Lab M26: make your evals run themselves (and block bad merges)
You'll need: your venv. The core lab needs no API key and costs nothing (the gate is deterministic). Time: about 40 minutes. Work in your breakout pair.
Heads up: this builds straight on M20's evals. The new idea is to AUTOMATE them: a gate that exits non-zero on failure, wired into CI so a regression turns the build red and blocks the merge. Nothing here can harm your computer, and there is nothing to spend.
This lab has two parts: - Part A: run the gate green, then watch a regression turn it red (and see the exit codes). - Part B: read the GitHub Actions workflow, and practice "every bug becomes a test".
flowchart LR
PUSH["git push / PR"] --> CI["GitHub Actions"]
CI --> RUN["run_evals.py"]
RUN -->|all pass, exit 0| GREEN["build green: merge allowed"]
RUN -->|regression, exit 1| RED["build red: merge blocked"]
Part A: the gate
Step 1: Set up
Copy the solution/ files into a folder. Activate your venv. No installs, no key.
python -c "print('ready')"
ready.
Step 2: Run the gate on the good app
python demo.py
==== GOOD CHANGE (current app) ====
[pass] hours: ...
[pass] reset: ...
[pass] location: ...
3/3 (100%), threshold 100% -> GATE PASSED (merge allowed)
==== REGRESSION (a bug slips in) ====
[FAIL] reset: 'Please contact support.'
2/3 (67%), threshold 100% -> GATE FAILED (merge blocked)
Step 3: See the exit code (what CI actually checks)
python run_evals.py ; echo "exit code: $?"
python run_evals.py --buggy ; echo "exit code: $?"
exit code: 0 and the buggy run prints exit code: 1.
This is the hinge of the whole module: CI passes a build when the command exits 0 and fails it when
the command exits non-zero. Open run_evals.py and find the sys.exit.
Step 4: See quality tracked over time
Run the gate a couple of times and look at the recorded history:
python run_evals.py >/dev/null ; python run_evals.py --buggy >/dev/null ; cat eval_history.json
[1.0, 0.667], the pass rate of each run. A trend, not just a
snapshot. Delete eval_history.json when done.
Part B: into CI, and the EDD habit
Step 5: Read the GitHub Actions workflow
Open evals-ci.yml. It runs on every push and pull_request, sets up
Python, and runs python run_evals.py. Because that command exits non-zero on a regression, the build
goes red and a required check blocks the merge.

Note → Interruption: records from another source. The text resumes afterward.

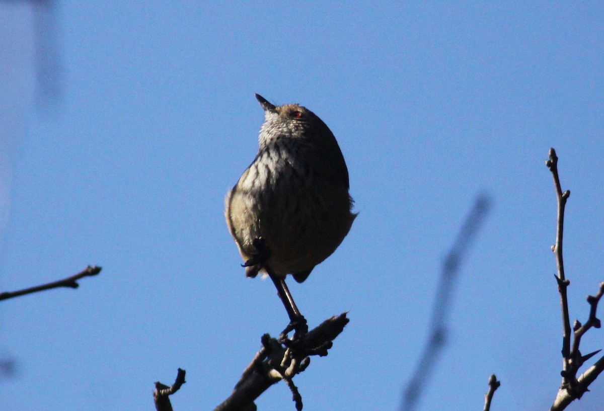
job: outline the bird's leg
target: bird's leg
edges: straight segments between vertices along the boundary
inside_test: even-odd
[[[279,340],[280,342],[283,343],[299,342],[304,339],[306,333],[308,332],[306,319],[300,313],[296,303],[294,301],[294,298],[292,297],[292,295],[289,292],[289,288],[285,284],[285,278],[275,274],[268,266],[265,266],[264,268],[268,273],[271,279],[272,280],[272,283],[275,284],[277,293],[279,295],[279,298],[283,303],[283,306],[285,307],[285,310],[288,311],[288,315],[289,316],[289,323],[281,332],[279,336]],[[289,340],[287,335],[291,331],[295,332],[294,333],[294,337],[291,340]]]
[[[253,245],[256,249],[256,253],[243,264],[243,266],[246,267],[246,275],[248,277],[255,277],[260,270],[264,269],[266,271],[266,273],[272,280],[272,283],[275,284],[277,293],[289,316],[289,323],[281,333],[279,339],[284,343],[301,341],[308,331],[306,319],[300,313],[296,303],[294,301],[294,298],[292,297],[289,289],[285,284],[285,278],[275,274],[266,264],[266,261],[271,255],[270,250],[266,246],[266,241],[262,237],[254,238]],[[289,340],[287,334],[291,331],[295,332],[294,333],[294,337]]]

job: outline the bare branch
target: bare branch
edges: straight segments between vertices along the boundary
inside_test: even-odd
[[[497,377],[495,376],[495,374],[491,374],[490,377],[489,378],[489,391],[487,393],[484,394],[484,408],[483,409],[483,411],[489,411],[490,410],[490,403],[493,401],[493,394],[495,393],[495,392],[499,388],[500,385],[501,385],[501,383],[497,381]]]
[[[97,274],[98,274],[98,273],[101,272],[101,269],[102,269],[100,267],[97,267],[96,266],[88,266],[88,267],[85,269],[83,271],[78,273],[76,275],[72,275],[71,277],[68,277],[67,278],[63,278],[63,279],[59,280],[58,281],[54,281],[53,282],[49,282],[48,284],[42,284],[42,285],[37,285],[36,287],[32,287],[24,290],[19,290],[19,291],[4,292],[4,293],[0,293],[0,301],[2,300],[7,300],[9,298],[19,297],[26,294],[31,294],[32,293],[37,293],[40,291],[44,291],[45,290],[50,290],[51,288],[58,288],[62,287],[66,287],[69,288],[77,288],[80,286],[80,284],[77,283],[77,281],[79,279],[83,278],[84,277],[96,275]]]
[[[451,300],[461,263],[469,251],[470,245],[476,238],[490,206],[491,200],[488,197],[483,195],[477,197],[474,206],[443,263],[440,282],[432,310],[430,336],[415,371],[405,387],[401,410],[413,411],[417,408],[422,391],[432,375],[432,371],[446,341],[448,314],[451,311]]]
[[[568,299],[567,297],[567,287],[570,282],[566,279],[564,275],[564,260],[562,257],[562,239],[564,231],[564,209],[567,200],[570,196],[570,191],[567,190],[562,193],[560,185],[560,177],[558,176],[558,156],[556,155],[556,150],[550,148],[550,158],[545,161],[545,165],[551,171],[554,178],[554,185],[556,186],[556,197],[557,199],[557,224],[556,230],[556,244],[551,247],[551,250],[556,255],[556,264],[557,266],[558,274],[556,277],[558,283],[558,290],[560,292],[560,301],[562,310],[562,357],[567,358],[570,355],[570,319],[568,314]],[[568,368],[567,361],[564,361],[563,369],[566,371]]]
[[[346,313],[335,316],[309,331],[299,343],[285,347],[268,334],[262,336],[262,348],[246,367],[233,393],[214,411],[252,411],[254,401],[273,384],[283,380],[292,391],[296,409],[302,409],[302,397],[292,378],[306,369],[309,355],[326,355],[333,340],[349,320]]]
[[[564,273],[564,263],[562,256],[562,240],[564,228],[564,209],[567,200],[570,196],[570,191],[562,192],[558,176],[558,158],[553,148],[550,149],[549,159],[545,162],[546,165],[551,172],[556,187],[557,199],[557,224],[556,226],[556,244],[551,250],[556,256],[557,267],[557,275],[556,279],[560,292],[560,301],[562,312],[562,383],[550,411],[561,411],[566,408],[574,400],[580,398],[589,390],[590,384],[604,371],[604,357],[600,358],[594,365],[577,378],[579,369],[588,360],[600,352],[600,350],[582,355],[579,351],[581,339],[590,328],[599,328],[600,321],[596,316],[597,305],[604,295],[604,282],[600,284],[598,293],[595,296],[588,296],[587,302],[590,304],[590,315],[585,324],[582,325],[578,320],[574,322],[571,330],[568,310],[568,299],[567,288],[570,282],[567,279]],[[571,341],[573,339],[572,342]]]
[[[170,402],[170,396],[181,389],[185,381],[186,371],[178,369],[176,378],[174,384],[169,387],[159,381],[155,383],[155,390],[153,393],[153,400],[155,401],[155,409],[157,411],[172,411],[172,404]]]

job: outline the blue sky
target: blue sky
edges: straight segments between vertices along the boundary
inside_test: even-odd
[[[2,303],[0,353],[18,363],[3,403],[152,409],[153,381],[178,367],[176,411],[228,395],[262,334],[287,322],[271,282],[245,278],[223,220],[257,149],[259,93],[329,126],[359,212],[333,255],[291,282],[311,327],[351,319],[297,377],[304,410],[397,409],[478,193],[493,207],[421,409],[481,409],[493,372],[492,409],[547,409],[562,340],[550,147],[571,193],[571,319],[604,280],[604,6],[201,3],[60,2],[62,97],[42,110],[31,7],[0,4],[0,288],[103,267],[77,290]],[[583,343],[604,348],[604,334]],[[592,391],[571,409],[594,409],[604,378]],[[294,409],[283,384],[257,404]]]

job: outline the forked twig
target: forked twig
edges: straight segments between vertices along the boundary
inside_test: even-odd
[[[577,374],[586,361],[600,352],[600,350],[583,355],[579,351],[581,338],[592,327],[599,328],[600,320],[596,316],[598,303],[604,294],[604,282],[600,284],[598,293],[595,296],[588,296],[587,302],[590,304],[590,316],[584,325],[578,320],[573,324],[572,330],[568,310],[568,299],[567,288],[570,282],[567,279],[564,273],[564,263],[562,255],[562,240],[564,228],[564,210],[567,200],[570,196],[570,191],[562,191],[558,175],[558,157],[553,148],[550,149],[550,156],[545,164],[551,172],[556,187],[557,199],[557,223],[556,225],[556,244],[551,247],[556,256],[557,275],[556,279],[560,293],[560,301],[562,313],[562,383],[550,411],[564,410],[573,400],[580,398],[588,391],[590,384],[604,371],[604,357],[598,360],[579,377]],[[572,341],[571,341],[572,339]]]

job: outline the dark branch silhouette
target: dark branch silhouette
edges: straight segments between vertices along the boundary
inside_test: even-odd
[[[501,385],[501,383],[497,380],[497,377],[495,374],[491,374],[489,378],[489,391],[484,394],[484,407],[483,411],[489,411],[490,410],[490,403],[493,401],[493,394]]]
[[[486,196],[477,197],[474,206],[461,227],[453,246],[443,263],[440,281],[432,310],[430,325],[430,336],[423,352],[417,362],[403,393],[400,409],[413,411],[417,406],[420,397],[429,381],[438,362],[439,357],[446,341],[446,323],[451,311],[451,301],[457,282],[461,263],[469,251],[472,241],[491,207],[491,200]]]
[[[157,411],[172,411],[172,404],[170,402],[170,396],[179,390],[182,384],[187,382],[185,381],[185,374],[186,371],[179,368],[174,384],[169,387],[158,381],[156,381],[155,390],[153,393],[153,398],[155,401],[155,409]]]
[[[0,293],[0,301],[2,301],[2,300],[7,300],[9,298],[19,297],[26,294],[31,294],[32,293],[37,293],[40,291],[44,291],[45,290],[58,288],[62,287],[69,288],[77,288],[80,286],[80,284],[77,282],[79,279],[83,278],[84,277],[96,275],[97,274],[98,274],[98,273],[101,272],[101,269],[102,269],[100,267],[97,267],[96,266],[88,266],[88,267],[77,274],[72,275],[71,277],[68,277],[67,278],[63,278],[63,279],[59,280],[58,281],[53,281],[53,282],[42,284],[42,285],[37,285],[29,288],[25,288],[24,290],[19,290],[19,291],[4,292],[4,293]]]
[[[302,397],[293,378],[310,363],[310,355],[324,357],[333,340],[349,322],[346,313],[335,316],[309,331],[304,339],[286,347],[268,334],[262,336],[262,347],[243,371],[233,393],[214,411],[251,411],[254,400],[273,384],[283,380],[292,392],[296,409],[302,409]]]
[[[600,350],[590,352],[585,355],[579,351],[581,338],[592,327],[599,328],[600,321],[596,316],[598,303],[604,294],[604,282],[600,283],[598,293],[595,296],[588,296],[587,302],[590,304],[590,314],[587,321],[582,325],[575,320],[573,328],[570,326],[570,316],[568,310],[568,299],[567,297],[567,288],[570,281],[567,279],[564,272],[564,261],[562,255],[562,240],[564,229],[564,209],[567,200],[570,196],[570,191],[562,191],[558,175],[558,157],[553,148],[550,149],[550,157],[545,165],[551,172],[556,187],[556,196],[557,199],[557,224],[556,225],[556,244],[551,247],[551,250],[556,256],[557,266],[557,275],[556,280],[560,293],[560,302],[562,313],[562,383],[550,408],[550,411],[564,410],[573,400],[580,398],[588,389],[590,384],[604,371],[604,357],[600,357],[595,364],[590,367],[585,372],[577,377],[579,369],[585,362],[598,354]]]

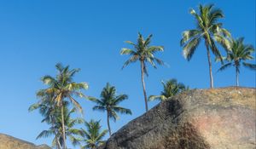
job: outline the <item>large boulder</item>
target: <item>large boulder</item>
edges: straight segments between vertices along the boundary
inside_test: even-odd
[[[0,149],[50,149],[46,145],[35,146],[32,143],[0,134]]]
[[[256,89],[194,89],[160,102],[101,149],[255,149]]]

You should now see: the workflow needs no API key, because the gate is deterministic. There is
an optional, commented second job for live evals on a schedule, which reads the key from a CI secret
(never a file). To use this in your own project, copy the file to .github/workflows/evals.yml.
Step 6: Why CI is deterministic (the design choice)
Read the comment at the top of evals-ci.yml and section 4 of notes.md.
You should now see (in your words): CI runs deterministic checks (mock or recorded responses) so it is fast, free, and repeatable; live model evals run on a schedule, not on every commit. A gate that costs money or flakes randomly gets ignored, so you keep the always-on gate cheap and certain.
Step 7: Practice "every bug becomes a test"
A user reports the agent cannot answer "Do you offer refunds?". Open
starters/add_eval_case.py:
1. It already adds a refunds case. Run it: python add_eval_case.py. The case FAILS (the bug is real).
2. Open app.py and add a refund answer (a line that returns something containing
"refund" for refund questions).
3. Run python add_eval_case.py again: the case now PASSES.
You should now see: a bug became a failing test, then a fix made it pass, and that test now guards against the bug forever. That loop, fail first then fix, is evaluation-driven development.
Step 8: Show it
Post your green gate (exit 0) next to the blocked regression (exit 1), and one sentence on what you would put in CI on every push versus what you would run live on a schedule.
If you get stuck
ModuleNotFoundError-> run from inside the folder with the solution.pyfiles.- Exit code is always 0 -> you ran
demo.py(which never exits non-zero); userun_evals.pyand check$?. - The refunds case still fails after editing -> make sure your new answer in
app.pyactually contains the word "refund", and that the refund branch is reached before the catch-all return. - Want CI to run live evals? -> add the optional job in
evals-ci.ymland setANTHROPIC_API_KEYas a repo secret (Settings -> Secrets). Never commit the key.